Il figlio 15enne di Selvaggia Lucarelli contesta civilmente Salvini e la Polizia interviene – la reazione della madre

06 Lug 2020 Fabiano Minacci • Tempo di lettura: 3 minuti

Leon Pappalardo, figlio di Selvaggia Lucarelli (e di Laerte Pappalardo, primogenito di Adriano), ieri pomeriggio è sceso in piazza - con la sua mascherina ben saldata sopra al naso - per contestare civilmente Matteo Salvini, arrivato all'esterno del centro commerciale Portello di Milano per incontrare i militanti al gazebo allestito dalla Lega per il tesseramento. Durante il classico momento dei selfie con i fan, Leon Pappalardo si è avvicinato a Matteo Salvini e in maniera provocatoria gli ha detto:
 "Volevo ringraziarla per il suo governo omofobo e razzista".

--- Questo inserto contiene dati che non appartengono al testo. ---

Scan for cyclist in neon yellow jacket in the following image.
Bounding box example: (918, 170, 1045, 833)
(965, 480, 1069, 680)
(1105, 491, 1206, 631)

A questo punto i fan di Salvini lo hanno contestato e due poliziotti in borghese lo hanno fermato ed identificato, facendo arrabbiare Selvaggia Lucarelli che ha ripreso la scena con il proprio smartphone. Raggiunta da ANSA, Selvaggia Lucarelli ha commentato:
"Mio figlio ha detto la sua, non c'è nulla di lesivo della sua reputazione nel fare il suo nome, anzi... Certo sono stupita che un ragazzino di 15 anni che esprime la sua opinione in modo civile e pacifico, e nei limiti del confronto democratico, venga identificato da due poliziotti in borghese come un delinquente".
Poche ore dopo - sul portale TPI - Selvaggia Lucarelli ha scritto un lungo articolo commentando in maniera più dettagliata cosa successo.
"Ha detto [Leon, ndr] a Salvini che è razzista e omofobo, che usa gli immigrati per fare propaganda e lo ha detto senza aggredire o alzare la voce. Ho trovato squallide due cose: la prima è che Salvini abbia fatto il bulletto strafottente che fa finta di non ascoltare e gli abbia detto un “Ti voglio bene”, a cui Leon ha risposto “io no”. La seconda, più seria, riguarda i poliziotti in borghese che poi gli si sono avvicinati per identificarlo. Dicendo a me – a quel punto mi sono messa a riprendere la scena – che non potevo filmare per motivi ignoti (ho continuato a farlo). È stata una scena pietosa. Fermare un ragazzino di 15 anni per chiedergli i documenti dopo che civilmente aveva espresso le sue idee, costringendolo per giunta a dire nome e cognome in pubblico, visto che i documenti li aveva lasciati a casa, è un pessimo segnale. Il tutto mentre un tizio esagitato, adulto, alle sue spalle gli gridava “zecche!”.